- cross-posted to:
- [email protected]
- cross-posted to:
- [email protected]
As evidence, the lawsuit cites unnamed “courageous whistleblowers” who allege that WhatsApp and Meta employees can request to view a user’s messages through a simple process, thus bypassing the app’s end-to-end encryption. “A worker need only send a ‘task’ (i.e., request via Meta’s internal system) to a Meta engineer with an explanation that they need access to WhatsApp messages for their job,” the lawsuit claims. “The Meta engineering team will then grant access – often without any scrutiny at all – and the worker’s workstation will then have a new window or widget available that can pull up any WhatsApp user’s messages based on the user’s User ID number, which is unique to a user but identical across all Meta products.”
“Once the Meta worker has this access, they can read users’ messages by opening the widget; no separate decryption step is required,” the 51-page complaint adds. “The WhatsApp messages appear in widgets commingled with widgets containing messages from unencrypted sources. Messages appear almost as soon as they are communicated – essentially, in real-time. Moreover, access is unlimited in temporal scope, with Meta workers able to access messages from the time users first activated their accounts, including those messages users believe they have deleted.” The lawsuit does not provide any technical details to back up the rather sensational claims.
Well if I can’t trust Meta with my information, who CAN I trust
DUH
No if this is proven it would be a real scandal and would bring a lot of users to better alternatives.
If it’s false that’s good too, since then WA has e2e encryption
would bring a lot of users to better alternatives.
Most users of whatsapp don’t care about e2e. They hardly even know what it is.
Right. This place sometimes forget that we are tiny community of techies that hate the system. Makes me see this place as a bit of a circlejerk at times.
If I am not adding my own private key to the app, like in Tox, I don’t trust their encryption.
Tox also isn’t that great security wise. It’s hard to beat Signal when it comes to security messengers. And Signal is open source so, if it did anything weird with private keys, everyone would know
And Signal is open source so, if it did anything weird with private keys, everyone would know
Well, no. At least not by default as you are running a compiled version of it. Someone could inject code you don’t know anything about before compilation that for example leaked your keys.

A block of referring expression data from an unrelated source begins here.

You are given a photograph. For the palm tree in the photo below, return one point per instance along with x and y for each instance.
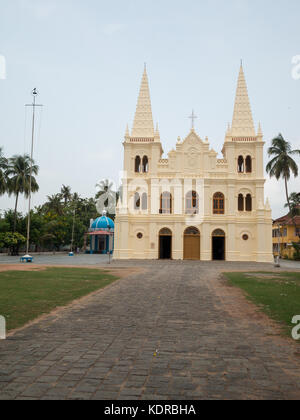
(295, 207)
(66, 194)
(282, 165)
(54, 204)
(295, 204)
(3, 169)
(18, 173)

One way to be more confident no one has, would be to have predictable builds that you can recreate and then compare the file fingerprints. But I do not think that is possible, at least on android, as google holds they signature keys to apps.
Being prebuilt isn’t the same as open source! By that metric Linux is closed source because 99.9% of Linux users don’t build their own kernels (and those that do ought to shower anyway).
Well, Whatsapp uses signal. Bad timing
How?
Assume the same for Telegram and pretty much any chat platform that controls your private keys.